Sarkozy-Berlusconi - Échange de mauvais procédés

27 Avril 2011

À l'issue de leur rencontre mardi 26 avril à Rome, Sarkozy et Berlusconi ont tout fait pour montrer que, comme l'a déclaré le premier, « les tensions qui sont apparues il y a quelques jours n'avaient pas lieu d'être ».

Le sommet fut, selon Berlusconi, « très très positif », témoignant des « fortes convergences » entre les deux pays. « L'Italie, pour nous, a même conclu Sarkozy, avec le sens de la nuance qui le caractérise, c'est plus que l'Europe : c'est un pays frère. »

Sur la question de l'accueil des immigrés tunisiens, qui fut à l'origine des tensions entre les gouvernements des deux États évoquées par Sarkozy, et le sujet principal mis en avant pour la rencontre, ils sont tombés d'accord pour réclamer ensemble à Bruxelles des modifications au traité de libre circulation de Schengen. Accord d'autant plus facile sans doute qu'il ne débouche sur rien et risque de ne rien changer à l'attitude respective des deux gouvernements à l'encontre des immigrants tunisiens. Tant il est vrai qu'il ne s'agit, pour les deux compères, confrontés l'un et l'autre à la concurrence de l'extrême droite, que d'adresser un geste en direction de la fraction la plus réactionnaire de leur opinion, sensible à la démagogie anti-immigrés.

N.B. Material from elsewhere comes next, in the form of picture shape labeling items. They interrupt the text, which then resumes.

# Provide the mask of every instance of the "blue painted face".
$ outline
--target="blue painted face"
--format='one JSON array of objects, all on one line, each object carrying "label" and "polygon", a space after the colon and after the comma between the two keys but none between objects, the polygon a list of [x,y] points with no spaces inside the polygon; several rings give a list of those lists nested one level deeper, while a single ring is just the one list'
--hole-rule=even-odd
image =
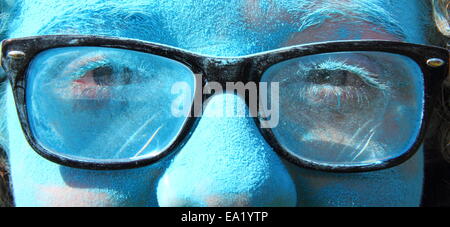
[{"label": "blue painted face", "polygon": [[[239,56],[328,40],[425,43],[419,0],[26,1],[10,37],[96,34]],[[351,12],[351,13],[350,13]],[[404,13],[408,12],[408,13]],[[417,206],[423,152],[400,166],[357,174],[297,167],[251,118],[208,117],[245,106],[214,96],[187,144],[157,164],[88,171],[52,163],[26,142],[7,90],[9,161],[18,206]],[[227,100],[227,101],[225,101]]]}]

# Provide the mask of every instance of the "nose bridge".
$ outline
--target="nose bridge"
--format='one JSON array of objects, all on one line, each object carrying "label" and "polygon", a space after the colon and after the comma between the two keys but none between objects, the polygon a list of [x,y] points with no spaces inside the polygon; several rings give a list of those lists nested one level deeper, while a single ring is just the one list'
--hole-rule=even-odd
[{"label": "nose bridge", "polygon": [[[231,107],[231,105],[233,107]],[[252,118],[213,117],[241,97],[211,98],[186,145],[161,177],[161,206],[294,206],[294,183]]]}]

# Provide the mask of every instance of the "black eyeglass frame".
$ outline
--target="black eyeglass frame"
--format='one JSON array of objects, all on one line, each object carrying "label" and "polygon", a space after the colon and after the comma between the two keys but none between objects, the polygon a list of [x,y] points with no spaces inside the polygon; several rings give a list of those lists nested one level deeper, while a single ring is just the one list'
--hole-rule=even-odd
[{"label": "black eyeglass frame", "polygon": [[[279,155],[300,167],[327,172],[367,172],[381,170],[399,165],[412,157],[420,148],[424,140],[432,115],[433,105],[439,94],[439,88],[448,74],[449,68],[449,52],[444,48],[383,40],[349,40],[312,43],[290,46],[242,57],[203,56],[179,48],[152,42],[93,35],[47,35],[4,40],[2,42],[1,64],[10,81],[19,121],[30,146],[39,155],[55,163],[73,168],[92,170],[120,170],[153,164],[181,149],[195,130],[200,117],[188,117],[182,130],[167,149],[141,159],[80,159],[46,150],[36,141],[28,121],[25,89],[27,68],[33,58],[45,50],[60,47],[81,46],[133,50],[175,60],[187,66],[194,74],[202,75],[202,88],[205,87],[208,81],[219,82],[224,87],[226,82],[259,83],[264,72],[274,64],[308,55],[348,51],[379,51],[400,54],[414,60],[423,72],[425,83],[424,118],[419,135],[414,144],[408,151],[399,157],[384,160],[379,163],[356,166],[326,165],[303,160],[284,149],[276,140],[272,130],[270,128],[261,128],[261,119],[254,118],[261,134]],[[437,62],[440,64],[430,64],[430,61],[432,60],[438,60]],[[202,100],[208,100],[208,98],[214,95],[203,94],[203,92],[198,92],[198,90],[199,89],[195,92],[195,97],[202,96]],[[248,97],[245,101],[248,105]],[[196,115],[196,113],[199,113],[198,111],[201,110],[196,109],[195,106],[192,105],[191,116],[198,116]]]}]

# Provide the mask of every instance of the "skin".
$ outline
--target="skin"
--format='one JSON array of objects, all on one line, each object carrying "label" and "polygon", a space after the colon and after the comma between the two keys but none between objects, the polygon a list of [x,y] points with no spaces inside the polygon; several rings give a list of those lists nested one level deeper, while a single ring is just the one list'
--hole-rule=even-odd
[{"label": "skin", "polygon": [[[10,37],[97,34],[164,43],[201,54],[241,56],[283,46],[345,39],[425,43],[419,0],[317,1],[28,1]],[[337,3],[339,2],[339,4]],[[295,7],[293,7],[295,3]],[[334,5],[333,5],[334,4]],[[334,6],[331,7],[330,6]],[[322,9],[322,11],[320,11]],[[355,11],[356,10],[356,11]],[[348,11],[371,14],[350,17]],[[362,12],[364,11],[364,12]],[[288,13],[289,12],[289,13]],[[408,12],[408,13],[399,13]],[[319,23],[321,22],[321,23]],[[95,25],[93,25],[95,24]],[[395,25],[395,26],[394,26]],[[227,100],[227,101],[225,101]],[[231,101],[230,101],[231,100]],[[214,96],[187,144],[157,164],[88,171],[38,156],[26,142],[6,91],[9,162],[17,206],[418,206],[423,149],[406,163],[369,173],[325,173],[278,156],[251,118],[208,117],[245,105]],[[209,115],[211,114],[211,115]]]}]

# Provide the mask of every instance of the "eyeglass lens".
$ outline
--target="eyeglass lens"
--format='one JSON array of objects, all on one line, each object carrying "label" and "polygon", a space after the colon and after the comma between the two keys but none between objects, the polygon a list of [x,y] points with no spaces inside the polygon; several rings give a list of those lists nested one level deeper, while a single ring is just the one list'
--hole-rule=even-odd
[{"label": "eyeglass lens", "polygon": [[[327,165],[377,164],[408,151],[424,112],[422,71],[385,52],[337,52],[270,67],[280,123],[272,132],[294,157]],[[269,99],[271,100],[271,99]]]}]

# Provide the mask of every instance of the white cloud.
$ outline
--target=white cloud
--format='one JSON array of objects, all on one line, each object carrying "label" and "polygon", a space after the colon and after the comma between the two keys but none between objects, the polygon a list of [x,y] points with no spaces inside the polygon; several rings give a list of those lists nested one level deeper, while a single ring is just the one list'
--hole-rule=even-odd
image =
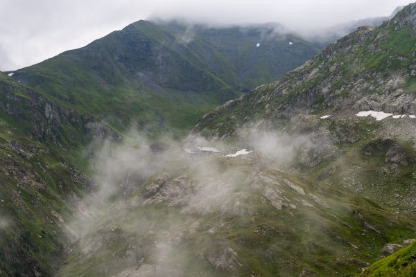
[{"label": "white cloud", "polygon": [[304,30],[388,15],[408,0],[0,0],[0,70],[83,46],[135,21],[184,18],[215,25],[279,22]]}]

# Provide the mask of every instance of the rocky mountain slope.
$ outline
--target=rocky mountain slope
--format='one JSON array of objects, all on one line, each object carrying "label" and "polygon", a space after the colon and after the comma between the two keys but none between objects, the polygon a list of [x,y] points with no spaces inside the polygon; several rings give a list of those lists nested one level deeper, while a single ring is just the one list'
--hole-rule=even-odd
[{"label": "rocky mountain slope", "polygon": [[77,217],[90,229],[58,276],[350,276],[414,235],[414,217],[261,161],[184,157],[130,175],[139,185],[105,215]]},{"label": "rocky mountain slope", "polygon": [[53,276],[68,253],[64,218],[94,189],[69,151],[87,118],[2,73],[0,91],[0,275]]},{"label": "rocky mountain slope", "polygon": [[[315,48],[140,21],[0,73],[0,275],[352,276],[391,254],[416,231],[415,15],[216,109],[184,145],[125,131],[183,132]],[[363,274],[412,272],[413,248]]]},{"label": "rocky mountain slope", "polygon": [[279,28],[140,21],[12,77],[116,129],[189,129],[217,105],[318,53]]},{"label": "rocky mountain slope", "polygon": [[[281,80],[207,114],[189,138],[247,148],[253,129],[306,136],[300,170],[415,213],[415,15],[410,4],[379,27],[358,28]],[[356,116],[369,110],[394,114]]]}]

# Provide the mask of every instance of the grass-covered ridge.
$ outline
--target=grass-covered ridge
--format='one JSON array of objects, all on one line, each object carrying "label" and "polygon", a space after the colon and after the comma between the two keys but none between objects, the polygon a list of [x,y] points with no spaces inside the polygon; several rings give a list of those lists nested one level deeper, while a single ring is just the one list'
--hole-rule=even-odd
[{"label": "grass-covered ridge", "polygon": [[[19,70],[13,78],[119,131],[132,126],[182,136],[215,107],[317,53],[293,35],[273,35],[273,28],[141,21]],[[270,37],[261,40],[265,31]],[[294,44],[289,46],[289,42]]]}]

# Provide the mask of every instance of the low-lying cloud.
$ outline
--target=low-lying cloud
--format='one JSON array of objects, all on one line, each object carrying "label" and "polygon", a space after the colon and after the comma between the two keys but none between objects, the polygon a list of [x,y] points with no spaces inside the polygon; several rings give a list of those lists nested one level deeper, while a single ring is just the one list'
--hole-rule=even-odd
[{"label": "low-lying cloud", "polygon": [[182,19],[214,26],[278,22],[304,33],[351,20],[387,16],[397,6],[408,3],[409,0],[0,0],[0,70],[15,70],[83,46],[139,19]]}]

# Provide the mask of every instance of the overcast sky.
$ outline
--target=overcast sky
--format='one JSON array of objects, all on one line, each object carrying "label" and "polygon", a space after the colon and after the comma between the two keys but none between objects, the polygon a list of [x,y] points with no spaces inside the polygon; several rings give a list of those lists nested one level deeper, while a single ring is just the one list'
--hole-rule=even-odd
[{"label": "overcast sky", "polygon": [[388,16],[410,0],[0,0],[0,70],[33,64],[139,19],[279,22],[305,30]]}]

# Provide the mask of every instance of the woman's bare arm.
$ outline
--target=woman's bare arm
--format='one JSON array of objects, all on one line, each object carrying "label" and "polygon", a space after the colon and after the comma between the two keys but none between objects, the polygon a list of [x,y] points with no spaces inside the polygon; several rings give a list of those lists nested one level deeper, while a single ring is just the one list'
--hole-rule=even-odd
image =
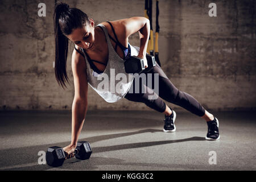
[{"label": "woman's bare arm", "polygon": [[75,96],[72,104],[71,145],[76,146],[87,111],[88,80],[84,57],[75,50],[72,57],[72,69],[74,77]]}]

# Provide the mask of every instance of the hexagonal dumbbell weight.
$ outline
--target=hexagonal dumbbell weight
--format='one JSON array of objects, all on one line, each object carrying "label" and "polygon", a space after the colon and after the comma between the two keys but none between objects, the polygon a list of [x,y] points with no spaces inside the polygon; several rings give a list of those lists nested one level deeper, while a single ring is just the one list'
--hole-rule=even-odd
[{"label": "hexagonal dumbbell weight", "polygon": [[[78,142],[73,154],[80,160],[90,158],[92,150],[88,142]],[[63,164],[66,155],[63,148],[57,146],[49,147],[46,152],[46,162],[52,167],[59,167]],[[69,159],[68,158],[67,159]]]}]

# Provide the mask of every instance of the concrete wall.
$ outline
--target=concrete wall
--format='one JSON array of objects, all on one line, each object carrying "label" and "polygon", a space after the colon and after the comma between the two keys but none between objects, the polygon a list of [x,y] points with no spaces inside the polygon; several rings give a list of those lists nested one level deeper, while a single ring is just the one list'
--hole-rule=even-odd
[{"label": "concrete wall", "polygon": [[[155,1],[154,1],[154,28]],[[96,24],[144,16],[144,1],[69,0]],[[46,17],[39,17],[44,2]],[[209,17],[208,5],[217,5]],[[180,90],[215,110],[256,107],[255,5],[254,0],[160,0],[162,68]],[[74,89],[70,43],[66,90],[55,78],[54,1],[0,1],[0,110],[70,110]],[[138,35],[130,42],[139,46]],[[122,100],[108,104],[89,88],[89,109],[149,109]],[[174,108],[180,107],[172,104]],[[182,109],[181,109],[182,110]]]}]

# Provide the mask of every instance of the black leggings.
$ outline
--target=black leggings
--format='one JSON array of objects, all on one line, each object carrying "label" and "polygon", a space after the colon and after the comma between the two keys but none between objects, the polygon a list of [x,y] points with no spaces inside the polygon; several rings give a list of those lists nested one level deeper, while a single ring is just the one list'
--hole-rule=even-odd
[{"label": "black leggings", "polygon": [[[142,84],[142,80],[140,79],[140,88],[139,93],[138,93],[135,92],[135,81],[134,81],[134,79],[133,85],[132,85],[129,92],[125,96],[125,98],[131,101],[144,103],[150,108],[163,113],[166,110],[166,105],[163,100],[159,98],[160,97],[163,100],[180,106],[199,117],[202,117],[205,114],[205,110],[200,104],[192,96],[185,92],[179,90],[168,78],[158,64],[156,64],[156,66],[149,73],[152,73],[152,75],[154,73],[159,74],[158,95],[154,92],[155,85],[154,82],[154,76],[152,76],[152,86],[150,85],[148,86],[146,85],[147,84]],[[147,80],[148,78],[148,75],[146,74],[146,76]],[[156,99],[150,99],[149,97],[150,96],[152,97],[153,94],[155,98],[157,98]]]}]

Mais la rencontre fut aussi l'occasion pour les deux dirigeants de régler deux litiges apparus récemment entre les deux États.

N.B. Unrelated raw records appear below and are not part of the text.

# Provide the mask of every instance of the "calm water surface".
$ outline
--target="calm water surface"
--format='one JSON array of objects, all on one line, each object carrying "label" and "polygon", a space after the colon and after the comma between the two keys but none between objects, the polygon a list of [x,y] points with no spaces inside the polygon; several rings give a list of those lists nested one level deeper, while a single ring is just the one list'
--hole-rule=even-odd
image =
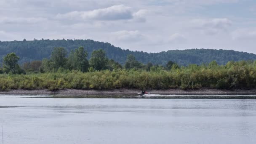
[{"label": "calm water surface", "polygon": [[0,95],[5,144],[256,144],[256,99],[29,97]]}]

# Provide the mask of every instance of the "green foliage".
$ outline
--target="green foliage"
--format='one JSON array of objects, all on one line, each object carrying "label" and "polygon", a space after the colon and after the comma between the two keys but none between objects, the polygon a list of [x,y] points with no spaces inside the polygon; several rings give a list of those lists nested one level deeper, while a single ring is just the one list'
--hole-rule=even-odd
[{"label": "green foliage", "polygon": [[107,64],[107,69],[111,71],[116,69],[122,69],[123,67],[117,62],[115,61],[113,59],[109,60]]},{"label": "green foliage", "polygon": [[130,54],[127,56],[124,67],[126,69],[141,69],[143,66],[142,64],[136,60],[133,55]]},{"label": "green foliage", "polygon": [[105,52],[101,49],[93,52],[90,59],[90,64],[94,69],[101,70],[107,68],[108,61]]},{"label": "green foliage", "polygon": [[50,61],[53,66],[56,69],[64,67],[67,62],[67,51],[64,48],[54,48],[51,56]]},{"label": "green foliage", "polygon": [[256,55],[233,50],[212,49],[190,49],[172,50],[158,53],[148,53],[142,51],[133,51],[115,47],[109,43],[83,40],[36,40],[0,42],[0,63],[7,54],[15,53],[20,57],[20,64],[34,60],[42,60],[51,57],[54,48],[64,47],[69,53],[82,46],[88,53],[88,58],[93,51],[102,49],[106,55],[123,65],[129,54],[134,56],[136,59],[144,64],[151,62],[154,65],[165,66],[169,61],[175,61],[180,66],[188,66],[194,64],[200,65],[208,64],[216,60],[219,64],[226,64],[229,61],[237,61],[243,60],[256,59]]},{"label": "green foliage", "polygon": [[26,71],[39,71],[42,66],[41,61],[34,61],[25,62],[22,66],[22,68]]},{"label": "green foliage", "polygon": [[8,54],[3,58],[3,71],[13,74],[24,73],[24,71],[18,64],[19,59],[19,57],[14,53]]},{"label": "green foliage", "polygon": [[89,72],[83,73],[61,67],[57,72],[45,73],[0,74],[0,90],[256,88],[256,61],[233,62],[226,65],[191,64],[171,70],[157,65],[150,71],[134,69],[99,71],[92,67],[89,69]]},{"label": "green foliage", "polygon": [[67,67],[70,70],[80,70],[86,72],[89,68],[89,62],[87,59],[88,53],[82,47],[72,50],[68,58]]}]

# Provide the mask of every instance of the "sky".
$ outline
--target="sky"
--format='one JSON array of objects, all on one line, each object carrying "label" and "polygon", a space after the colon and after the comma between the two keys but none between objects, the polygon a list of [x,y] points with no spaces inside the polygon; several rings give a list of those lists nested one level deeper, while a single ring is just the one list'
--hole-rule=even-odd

Déclarant, à l'issue de la rencontre, que les deux pays avaient le « souhait commun » de créer de « grands groupes franco-italiens », Berlusconi a donné ainsi en quelque sorte, sinon sa bénédiction, du moins son accord de principe à l'offre d'achat lancée par le groupe laitier français Lactalis sur le groupe italien Parmalat, offre qui a suscité en Italie une véritable levée de boucliers.

Donnant-donnant, Sarkozy a fait savoir que le gouvernement français - pas fâché au demeurant de s'opposer ainsi à la candidature d'un banquier allemand - soutiendrait le candidat italien à la succession de Jean-Claude Trichet à la présidence de la Banque centrale européenne.

Une belle rencontre en somme, et une série de marchandages pas reluisants entre professionnels du genre. Et encore, on ne connaît que ce qui est public.